I should therefore reverse and grant appellant a new trial.
. While the Supreme Court in Easley spoke of the defendant’s silence “at the time of arrest”, it should be noted that it appears that the defendant in that case chose to remain silent before he was actually formally placed under arrest. Indeed, the defendant’s testimony as reprinted in the Supreme Court’s opinion was that “[w]hen the police stopped me they said ‘Halt,’ and one officer said, ‘Well, that’s him,’ or something like that there. And so, you know, I didn’t say anything to them?” 483 Pa. at 341 n.4, 396 A.2d at 1200 n.4.

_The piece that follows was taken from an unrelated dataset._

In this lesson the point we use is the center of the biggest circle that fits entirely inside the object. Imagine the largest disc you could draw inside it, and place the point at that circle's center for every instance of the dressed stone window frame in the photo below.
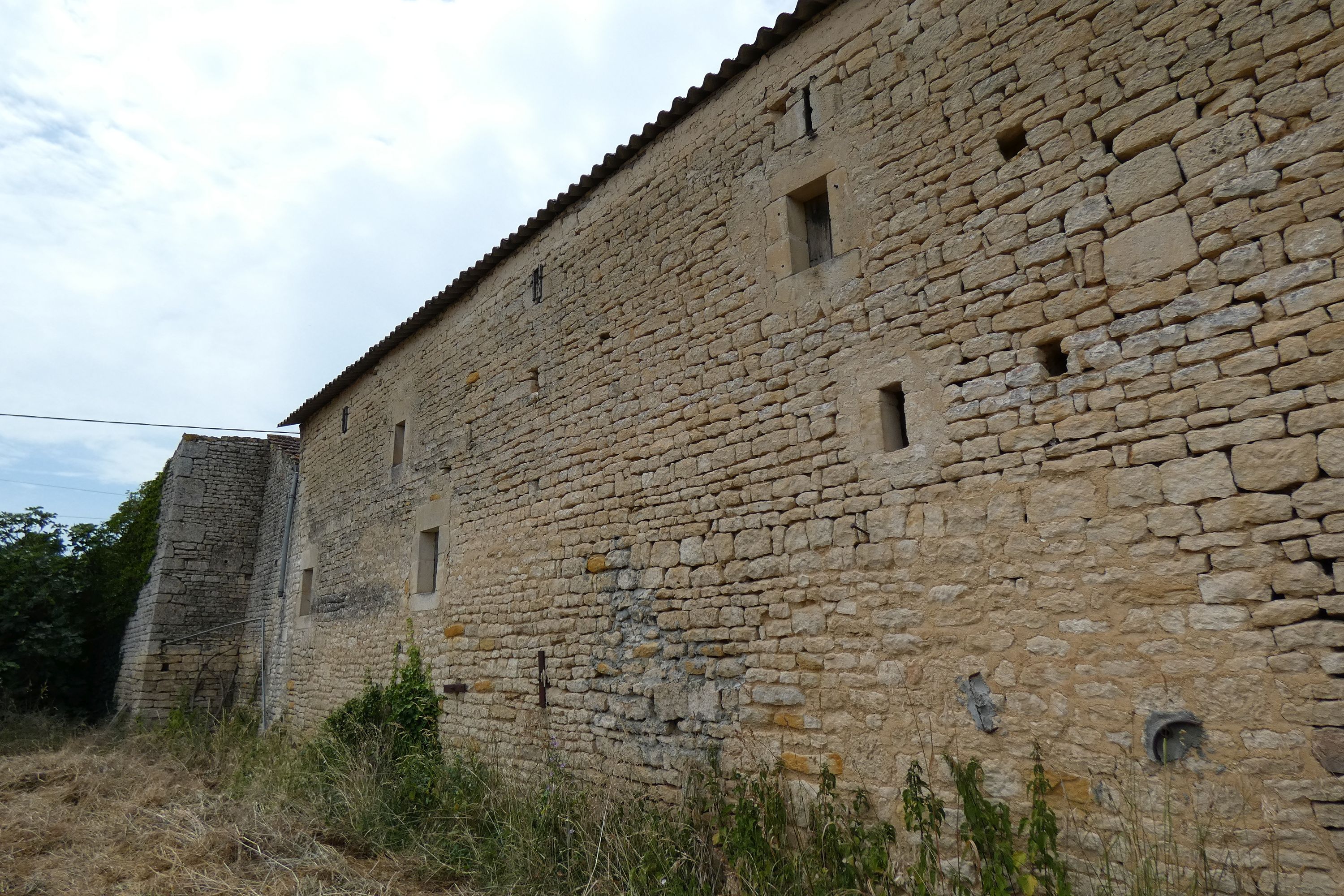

. Evidence of the defendant’s silence when accused of a crime by someone unconnected with the police would perhaps not be barred *163by the rule prohibiting evidence of or comment upon a defendant’s silence. See Commonwealth v. Schmidt, 452 Pa. 185, 299 A.2d 254 (1973) (silence during incriminating conversation in automobile with no police present). If the accusation is by a third party in the presence of the police, however, the rule will apply. See Commonwealth ex rel. Shadd v. Myers, supra (police read confederate’s accusations to accused in confederate’s presence); Commonwealth v. Wetzel, 214 Pa.Super. 536, 257 A.2d 310 (1969) (prosecutrix identifies defendant in police presence; evidence that defendant said nothing and hung his head impermissible tacit admission).